Pardon Ndhlovu, an Olympic marathoner from Zimbabwe, spoke to about 300 student-athletes as part of the Business of Champions program, presented by the Tillman School of Business.
Ndhlovu discovered an ability to run as a youngster and competed in high school track. He set a goal to go the United States to run track at a Division I institution. He did make it to the United States, but due to various reasons, he ended up attending a Division II school.
When Ndhlovu arrived in the United States, he expected to see skyscrapers everywhere and for everyone to drive a convertible, based on what he had seen on television. Obviously, he quickly learned that there was more to the United States than skyscrapers and convertibles. His first meal in the United States was at a Taco Bell.
Ndhlovu had a successful college running career, earning All-America honors in cross country and track. After graduation, he knew he wanted to continue his running and decided to pursue the marathon. He went on earn a master's in business administration while coaching and training.
His dedication paid off when he met the Olympic qualifying time in the marathon and was selected to represent Zimbabwe at the 2016 Olympics in Rio de Janeiro. Ndholovu finished 41st in the race. Upon completing the race, he realized that it had taken him time to achieve his goal, but he had overcome all the obstacles that had been in his way to be able to represent his country at the highest level.

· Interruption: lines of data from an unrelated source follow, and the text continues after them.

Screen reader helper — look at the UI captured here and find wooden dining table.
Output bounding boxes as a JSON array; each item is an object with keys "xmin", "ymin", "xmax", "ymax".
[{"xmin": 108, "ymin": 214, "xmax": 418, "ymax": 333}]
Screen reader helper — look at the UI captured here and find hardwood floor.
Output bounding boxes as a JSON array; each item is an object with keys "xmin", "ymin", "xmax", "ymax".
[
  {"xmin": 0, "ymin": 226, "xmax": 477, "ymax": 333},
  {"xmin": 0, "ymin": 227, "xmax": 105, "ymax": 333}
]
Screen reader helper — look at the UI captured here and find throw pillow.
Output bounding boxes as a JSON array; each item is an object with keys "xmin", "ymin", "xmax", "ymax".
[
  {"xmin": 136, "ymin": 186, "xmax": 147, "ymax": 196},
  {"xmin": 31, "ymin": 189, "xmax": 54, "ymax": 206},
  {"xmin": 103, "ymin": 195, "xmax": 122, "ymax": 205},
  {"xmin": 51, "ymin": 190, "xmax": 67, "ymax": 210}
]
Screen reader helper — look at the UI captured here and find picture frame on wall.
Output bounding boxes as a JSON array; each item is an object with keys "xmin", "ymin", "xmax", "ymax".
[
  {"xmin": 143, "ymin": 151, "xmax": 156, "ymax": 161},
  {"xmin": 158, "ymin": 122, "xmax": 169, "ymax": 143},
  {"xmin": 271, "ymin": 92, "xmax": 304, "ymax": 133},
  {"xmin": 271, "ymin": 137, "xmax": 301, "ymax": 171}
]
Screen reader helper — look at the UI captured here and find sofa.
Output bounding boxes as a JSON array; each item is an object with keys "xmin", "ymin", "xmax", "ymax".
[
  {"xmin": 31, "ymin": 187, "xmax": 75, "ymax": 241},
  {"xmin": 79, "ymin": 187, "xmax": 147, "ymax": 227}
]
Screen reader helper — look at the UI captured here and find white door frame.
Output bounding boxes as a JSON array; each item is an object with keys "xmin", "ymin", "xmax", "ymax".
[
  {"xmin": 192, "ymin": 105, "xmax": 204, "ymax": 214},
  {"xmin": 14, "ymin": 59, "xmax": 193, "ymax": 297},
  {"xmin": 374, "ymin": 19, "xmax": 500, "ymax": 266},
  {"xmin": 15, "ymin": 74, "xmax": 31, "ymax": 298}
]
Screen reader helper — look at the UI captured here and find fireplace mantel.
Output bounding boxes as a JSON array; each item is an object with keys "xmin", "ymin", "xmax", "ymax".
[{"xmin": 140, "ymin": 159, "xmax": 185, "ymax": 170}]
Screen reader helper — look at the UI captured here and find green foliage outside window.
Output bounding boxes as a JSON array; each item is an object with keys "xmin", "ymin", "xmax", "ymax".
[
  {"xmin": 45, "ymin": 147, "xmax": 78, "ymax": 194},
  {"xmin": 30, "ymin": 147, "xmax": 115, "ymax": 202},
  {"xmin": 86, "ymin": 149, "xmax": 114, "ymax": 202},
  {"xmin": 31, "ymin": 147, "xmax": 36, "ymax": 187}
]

Ndholovu shared his personal keys to success: wake up motivated every day; practice self-discipline; focus on the things that you can control, like attitude and effort; realize that life is like a marathon, it takes time to reach your goals; and don't let obstacles don't determine your future.
"Pardon's speech was very inspirational. His story shows that anything is possible with hard work and dedication," said Daphne Hawkins a sophomore member of the women's track & field team.
Ndholovu is now training for the Tokyo Olympics in 2020. Once his athletic career is over, he hopes to use his MBA to help give back to his home country through a non-profit organization.